Honorable Prime Minister:

We are writing to express our profound regret that on May 26, 1998, your government withdrew its ratification of the American Convention on Human Rights. Your decision denies the Trinidadian and Tobagan citizenry the broad range of human rights protections that are enshrined in the Convention and actively promoted through the work of the Organization of American States' Inter-American Commission on Human Rights. The withdrawal of ratification will take effect one year from the date of notification. Rather than embrace participation in this highly respected regional human rights body, your action reveals an unwillingness to endorse fundamental human rights principles and to subject your government's human rights practices to international scrutiny.
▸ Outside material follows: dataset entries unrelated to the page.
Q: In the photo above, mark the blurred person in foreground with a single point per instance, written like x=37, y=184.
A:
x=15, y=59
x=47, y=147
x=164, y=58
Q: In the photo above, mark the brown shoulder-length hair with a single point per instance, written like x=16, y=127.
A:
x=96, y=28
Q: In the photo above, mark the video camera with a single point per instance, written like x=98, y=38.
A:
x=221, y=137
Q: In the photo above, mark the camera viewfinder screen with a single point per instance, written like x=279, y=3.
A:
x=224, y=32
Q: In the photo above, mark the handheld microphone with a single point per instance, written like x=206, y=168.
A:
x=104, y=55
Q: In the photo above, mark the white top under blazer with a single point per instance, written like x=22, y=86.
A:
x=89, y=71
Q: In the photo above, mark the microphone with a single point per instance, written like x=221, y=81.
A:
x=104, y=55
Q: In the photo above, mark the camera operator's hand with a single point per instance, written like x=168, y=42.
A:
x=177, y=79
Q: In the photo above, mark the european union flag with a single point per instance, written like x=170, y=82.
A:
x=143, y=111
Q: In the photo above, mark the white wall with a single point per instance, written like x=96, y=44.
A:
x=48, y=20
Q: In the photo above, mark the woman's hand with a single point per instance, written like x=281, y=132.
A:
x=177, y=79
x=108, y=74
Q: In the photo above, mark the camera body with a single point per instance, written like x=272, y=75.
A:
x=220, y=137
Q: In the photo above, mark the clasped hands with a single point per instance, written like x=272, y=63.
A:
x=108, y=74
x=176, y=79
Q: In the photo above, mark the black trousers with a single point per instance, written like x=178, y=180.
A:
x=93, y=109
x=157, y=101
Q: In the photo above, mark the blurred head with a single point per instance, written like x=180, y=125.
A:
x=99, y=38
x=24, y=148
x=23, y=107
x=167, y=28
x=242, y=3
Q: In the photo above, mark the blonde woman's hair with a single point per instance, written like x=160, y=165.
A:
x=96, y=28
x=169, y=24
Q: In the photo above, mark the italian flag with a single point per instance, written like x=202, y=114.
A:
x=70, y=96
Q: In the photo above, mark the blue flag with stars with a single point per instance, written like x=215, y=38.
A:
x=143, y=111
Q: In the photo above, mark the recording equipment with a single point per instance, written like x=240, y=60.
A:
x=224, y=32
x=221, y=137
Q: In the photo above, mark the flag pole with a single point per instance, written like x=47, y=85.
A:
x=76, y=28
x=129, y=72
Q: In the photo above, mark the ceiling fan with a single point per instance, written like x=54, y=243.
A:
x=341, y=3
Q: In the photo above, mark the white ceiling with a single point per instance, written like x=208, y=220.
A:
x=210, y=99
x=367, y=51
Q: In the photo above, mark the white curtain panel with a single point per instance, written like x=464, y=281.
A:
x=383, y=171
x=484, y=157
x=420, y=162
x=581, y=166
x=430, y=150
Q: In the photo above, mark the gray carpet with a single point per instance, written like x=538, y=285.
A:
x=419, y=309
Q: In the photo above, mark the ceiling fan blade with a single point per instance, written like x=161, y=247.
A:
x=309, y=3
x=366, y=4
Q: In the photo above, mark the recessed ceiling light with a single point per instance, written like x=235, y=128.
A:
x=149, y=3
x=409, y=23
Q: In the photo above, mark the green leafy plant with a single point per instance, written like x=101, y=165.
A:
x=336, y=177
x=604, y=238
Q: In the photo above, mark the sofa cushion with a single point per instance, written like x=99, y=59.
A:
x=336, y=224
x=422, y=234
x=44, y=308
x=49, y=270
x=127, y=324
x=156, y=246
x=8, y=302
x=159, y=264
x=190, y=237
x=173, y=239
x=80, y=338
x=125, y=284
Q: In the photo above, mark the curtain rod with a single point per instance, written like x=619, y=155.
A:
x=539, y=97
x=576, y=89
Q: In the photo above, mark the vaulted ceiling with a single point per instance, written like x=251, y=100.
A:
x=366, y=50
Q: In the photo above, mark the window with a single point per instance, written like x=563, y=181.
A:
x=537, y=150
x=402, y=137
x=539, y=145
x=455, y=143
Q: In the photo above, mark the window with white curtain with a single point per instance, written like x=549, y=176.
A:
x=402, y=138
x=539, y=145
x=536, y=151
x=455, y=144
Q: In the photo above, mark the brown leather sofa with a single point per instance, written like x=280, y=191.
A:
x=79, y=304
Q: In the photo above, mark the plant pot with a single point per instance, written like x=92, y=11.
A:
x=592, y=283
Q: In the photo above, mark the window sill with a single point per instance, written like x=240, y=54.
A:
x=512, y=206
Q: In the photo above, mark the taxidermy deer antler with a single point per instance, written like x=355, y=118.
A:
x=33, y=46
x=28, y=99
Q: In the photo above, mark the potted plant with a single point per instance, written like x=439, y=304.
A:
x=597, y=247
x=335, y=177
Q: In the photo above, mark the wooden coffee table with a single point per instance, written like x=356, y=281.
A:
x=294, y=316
We urge you to reconsider your withdrawal before it takes effect.

In his May 26 letter to OAS Secretary General César Gaviria, Foreign Minister Ralph Maraj invoked the 1994 Pratt and Morgan case - in which Judicial Committee of the Privy Council in London ruled that death row prisoners held for longer than five years had been subjected to inhuman or degrading treatment - to justify expediting appeals "by the elimination of delays within the system." However, your decision to eliminate an avenue of appeal entirely clearly contradicts the spirit of the Pratt and Morgan decision (which requires the commutation of the death sentence in such cases to life imprisonment). Rather than lower the risk that death row prisoners face inhuman treatment, your action has heightened the risk that death row inmates might be wrongly subjected to the most severe punishment, the irrevocable penalty of death.

Human Rights Watch, an independent, nongovernmental human rights organization, opposes capital punishment in all circumstances because of its inherent cruelty. Furthermore, we believe that it is often carried out in a discriminatory manner and that the inherent fallibility of all criminal justice systems assures that even when full due process of law is respected, innocent persons are sometimes executed. Because an execution is irreversible, such miscarriages of justice can never be corrected. For these reasons, Human Rights Watch opposes all executions under law, irrespective of the crime and the legal process leading to its implementation.

While your government has expressed frustration with the pace of death penalty cases before the Inter-American Commission on Human Rights (IACHR), your recent action overreaches in seeking a remedy for this concern and restricts the rights of all victims of human rights abuse to access the protections offered by the inter-American human rights system. With this dramatic step, your government has rescinded all of the Convention's broad civil and political rights protections, including the freedoms of conscience, expression and association, and the right to a fair trial. Ironically, the Convention allows the application of the death penalty (but does not allow its extension to new crimes and requires that death row prisoners be permitted to apply for amnesties and commutations).

We are concerned that as political support has grown in the English-speaking Caribbean for taking a "tough" stand on crime, several governments have expressed greater interest in applying the death penalty without the constraints imposed by international human rights treaties and the Privy Council. We are aware that your government also has considered withdrawing from the First Optional Protocol to the International Covenant on Civil and Political Rights. Such a step would leave Trinidadian and Tobagan citizens without recourse to the world's and region's most prominent and effective international human rights bodies. We urge you to do all in your power to stem movement in the Caribbean to undermine support for international human rights standards.

The Jamaican government's decisions in the past year to withdraw from the First Optional Protocol (in October 1997) and its issuance of instructions to the Inter-American Commission imposing severe time restrictions on its responses to Jamaican cases were grave blows to Jamaican citizens' rights and to international human rights protections.

Human Rights Watch has had the opportunity to work closely with your government in the process of elaborating a draft statute for the proposed International Criminal Court. Trinidad and Tobago has played a leading and constructive role in that process. We regret that your recent decision to withdraw from the American Convention has detracted from your important contributions to the development of an effective International Criminal Court. We encourage your government to rethink this unfortunate decision before it enters into effect.